Il est aussi connu pour avoir réalisé, en 2018, avec l’historienne Bénédicte Savoy et à la demande du président Macron, un rapport sur la restitution des œuvres du patrimoine culturel africain qui se trouve dans les musées français. Un débat qui évolue favorablement selon lui, avec une « auto-critique » des musées occidentaux.
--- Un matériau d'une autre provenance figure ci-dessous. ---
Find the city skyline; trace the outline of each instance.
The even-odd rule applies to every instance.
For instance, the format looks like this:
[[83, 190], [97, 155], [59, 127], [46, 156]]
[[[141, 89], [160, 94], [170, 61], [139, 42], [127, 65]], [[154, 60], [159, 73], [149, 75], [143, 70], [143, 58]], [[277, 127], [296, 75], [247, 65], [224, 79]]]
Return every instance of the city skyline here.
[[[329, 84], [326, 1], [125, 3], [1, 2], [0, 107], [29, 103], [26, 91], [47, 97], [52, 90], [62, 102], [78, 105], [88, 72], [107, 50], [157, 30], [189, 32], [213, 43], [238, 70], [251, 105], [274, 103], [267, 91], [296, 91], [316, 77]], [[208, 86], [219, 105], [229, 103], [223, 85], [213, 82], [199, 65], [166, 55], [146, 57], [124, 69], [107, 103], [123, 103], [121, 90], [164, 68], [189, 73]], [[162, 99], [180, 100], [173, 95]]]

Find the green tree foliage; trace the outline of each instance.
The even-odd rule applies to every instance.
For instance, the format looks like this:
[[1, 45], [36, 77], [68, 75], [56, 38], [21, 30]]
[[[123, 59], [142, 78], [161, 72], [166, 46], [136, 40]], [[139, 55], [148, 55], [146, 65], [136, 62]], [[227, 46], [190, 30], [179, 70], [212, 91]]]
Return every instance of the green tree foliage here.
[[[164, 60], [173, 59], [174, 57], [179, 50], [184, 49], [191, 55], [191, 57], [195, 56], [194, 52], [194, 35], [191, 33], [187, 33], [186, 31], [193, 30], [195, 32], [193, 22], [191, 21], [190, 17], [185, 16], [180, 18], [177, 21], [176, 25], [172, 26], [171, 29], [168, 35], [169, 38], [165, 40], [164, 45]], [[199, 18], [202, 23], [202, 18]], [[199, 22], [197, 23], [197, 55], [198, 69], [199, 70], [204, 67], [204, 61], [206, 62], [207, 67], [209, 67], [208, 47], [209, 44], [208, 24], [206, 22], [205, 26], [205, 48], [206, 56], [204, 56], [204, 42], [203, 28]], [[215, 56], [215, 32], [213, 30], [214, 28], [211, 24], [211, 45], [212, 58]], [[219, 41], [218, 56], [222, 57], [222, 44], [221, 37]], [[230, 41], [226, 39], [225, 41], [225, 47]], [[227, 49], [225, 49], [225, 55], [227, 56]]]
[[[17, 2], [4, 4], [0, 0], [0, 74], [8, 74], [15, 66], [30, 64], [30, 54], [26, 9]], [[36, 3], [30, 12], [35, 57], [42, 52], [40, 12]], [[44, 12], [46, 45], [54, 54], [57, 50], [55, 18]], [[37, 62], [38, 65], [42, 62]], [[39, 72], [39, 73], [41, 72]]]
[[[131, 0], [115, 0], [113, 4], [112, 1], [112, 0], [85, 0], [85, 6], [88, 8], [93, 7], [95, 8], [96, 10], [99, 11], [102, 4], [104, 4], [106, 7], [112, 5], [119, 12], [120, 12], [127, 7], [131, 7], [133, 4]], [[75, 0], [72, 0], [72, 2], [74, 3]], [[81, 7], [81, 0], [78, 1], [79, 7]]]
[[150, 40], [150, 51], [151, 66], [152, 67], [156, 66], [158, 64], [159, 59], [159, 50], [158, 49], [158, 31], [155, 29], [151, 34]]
A Bruxelles – « une ville qui ne se la raconte pas » – il a exposé à Pascal Claude sa pensée décoloniale, plaidant pour une émancipation du continent africain.
Vous dites que les écrivains africains sont peu nombreux à raconter leurs voyages…
Il est temps de les entendre, car nous avons beaucoup été regardés, dessinés, décrits… On a été l’objet de récits de voyages, d’anthropologues, d’ethnologues. L’Afrique a été principalement un objet de discours, et très peu sujet de ses récits. Quand on nous voit en tant que voyageurs, on nous voit en tant que migrants – sauf les rares d’entre nous qu’on estime être capables de s’intégrer. J’en fais partie parce que j’écris des livres. Mais mon cousin dans son village à Niodior, lui ne peut pas, alors que nous avons la même histoire.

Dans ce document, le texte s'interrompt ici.